Die Ausgaben für Krankenhausbehandlungen entwickelten sich dem BMG zufolge mit 7 Prozent »weiterhin äußerst dynamisch«, wenngleich gegenüber dem ersten Quartal, als der Zuwachs noch 7,7 Prozent betrug, eine leichte Abflachung stattgefunden habe. Ursächlich für die im Vergleich zu den vergangenen Jahren hohe Veränderungsrate sei die Kombination aus einer sehr dynamischen Preiskomponente, steigenden Fallzahlen sowie insbesondere die mit 12,5 Prozent erneut stark gestiegenen Pflegepersonalkosten. Das BMG weist darauf hin, dass viele Angaben insbesondere bei Ärzten und Zahnärzten bislang auf Schätzungen beruhen, da häufig noch keine finalen Abrechnungsdaten vorlägen.
Der Gesundheitsfonds, der laut BMG zum Stichtag 16. Januar 2023 über eine Liquiditätsreserve von 12 Milliarden Euro verfügte, verzeichnete im ersten Halbjahr ein Defizit von 5,6 Milliarden Euro. Der größere Teil dieses Defizits sei saisonüblich, so das BMG. Demnach fließen die Ausgaben des Gesundheitsfonds als monatliche Zuweisungen in konstanter Höhe an die Krankenkassen, während die Einnahmen unterjährig erheblich schwanken. Vor allem im vierten Quartal fallen diese aufgrund von Jahressonderzahlungen wie etwa dem Weihnachtsgeld höher aus. Ein Teil des Defizits resultiert laut BMG allerdings aus einer Maßnahme des GKV-Spargesetzes: Durch die Absenkung der Obergrenze der Liquiditätsreserve würden zusätzliche Mittel an die Krankenkassen ausgeschüttet, um die Zusatzbeiträge der Krankenkassen zu stabilisieren.

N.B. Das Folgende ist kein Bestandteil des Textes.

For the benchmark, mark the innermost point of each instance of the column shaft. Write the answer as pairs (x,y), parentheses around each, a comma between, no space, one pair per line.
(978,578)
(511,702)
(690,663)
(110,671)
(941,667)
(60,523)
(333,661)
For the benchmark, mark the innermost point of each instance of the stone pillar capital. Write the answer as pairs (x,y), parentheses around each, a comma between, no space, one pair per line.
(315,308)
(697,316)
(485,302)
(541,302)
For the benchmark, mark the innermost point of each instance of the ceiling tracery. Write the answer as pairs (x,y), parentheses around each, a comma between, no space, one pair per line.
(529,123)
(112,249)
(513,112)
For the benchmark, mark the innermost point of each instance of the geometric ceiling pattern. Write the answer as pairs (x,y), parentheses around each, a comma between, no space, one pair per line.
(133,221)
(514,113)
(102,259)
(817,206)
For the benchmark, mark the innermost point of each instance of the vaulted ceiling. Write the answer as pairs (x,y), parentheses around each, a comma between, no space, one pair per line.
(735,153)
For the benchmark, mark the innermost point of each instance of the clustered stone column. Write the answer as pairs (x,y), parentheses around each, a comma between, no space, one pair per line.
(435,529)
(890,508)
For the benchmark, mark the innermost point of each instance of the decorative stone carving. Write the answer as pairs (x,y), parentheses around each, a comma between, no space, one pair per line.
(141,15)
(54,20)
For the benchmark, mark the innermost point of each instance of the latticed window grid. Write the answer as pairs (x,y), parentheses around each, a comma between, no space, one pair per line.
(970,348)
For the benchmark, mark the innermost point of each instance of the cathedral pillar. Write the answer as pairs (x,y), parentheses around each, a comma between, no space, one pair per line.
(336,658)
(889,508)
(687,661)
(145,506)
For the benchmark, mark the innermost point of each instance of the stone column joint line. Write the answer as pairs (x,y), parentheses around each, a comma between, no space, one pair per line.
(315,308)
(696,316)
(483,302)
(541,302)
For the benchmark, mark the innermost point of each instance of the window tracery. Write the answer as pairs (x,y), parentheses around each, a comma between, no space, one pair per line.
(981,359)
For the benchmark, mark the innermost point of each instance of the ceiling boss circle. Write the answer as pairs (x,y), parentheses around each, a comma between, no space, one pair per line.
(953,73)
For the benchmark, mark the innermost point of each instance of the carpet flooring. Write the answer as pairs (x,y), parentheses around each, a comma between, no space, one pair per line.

Der GKV-Schätzerkreis wird die Versichertenentwicklung, die Ausgaben und die Einnahmen der GKV prognostizieren. Unter Berücksichtigung dieser Ergebnisse will das BMG bis zum 1. November den durchschnittlichen ausgabendeckenden Zusatzbeitragssatz für das Jahr 2024 bekannt geben.
Die Finanzergebnisse für das erste bis dritte Quartal 2023 werden Ende November vorliegen, heißt es.
Zuletzt hatte Lauterbach für 2024 bereits höhere Kassenbeiträge angekündigt. Angesichts des Milliardenlochs bei den GKV rechne er mit leicht steigenden Beiträgen. »Finanzminister Christian Lindner hat klar gemacht, dass die Steuerzuschüsse an die Gesetzliche Krankenversicherung nicht erhöht werden können«, so Lauterbach im Juni gegenüber dem Redaktionsnetzwerk Deutschland (RND). »Mit mir wird es keine Leistungskürzungen geben. Der Beitragssatz zur Gesetzlichen Krankenversicherung wird daher im nächsten Jahr erneut leicht steigen müssen.«
Nach den für 2023 durch das Spargesetz relativ abgesicherten Finanzen erwartet die GKV für 2024 wieder ein Milliardendefizit. Der Spitzenverband rechnete zuletzt mit einer Lücke zwischen 3,5 Milliarden und 7 Milliarden Euro. Ohne Maßnahmen zum Gegensteuern würde daraus rechnerisch ein Anstieg beim durchschnittlichen Zusatzbeitrag von 0,2 bis 0,4 Prozentpunkten resultieren. Der GKV-Spitzenverband hat deshalb kürzlich auch auf Nachbesserungen beim Spargesetz gedrängt.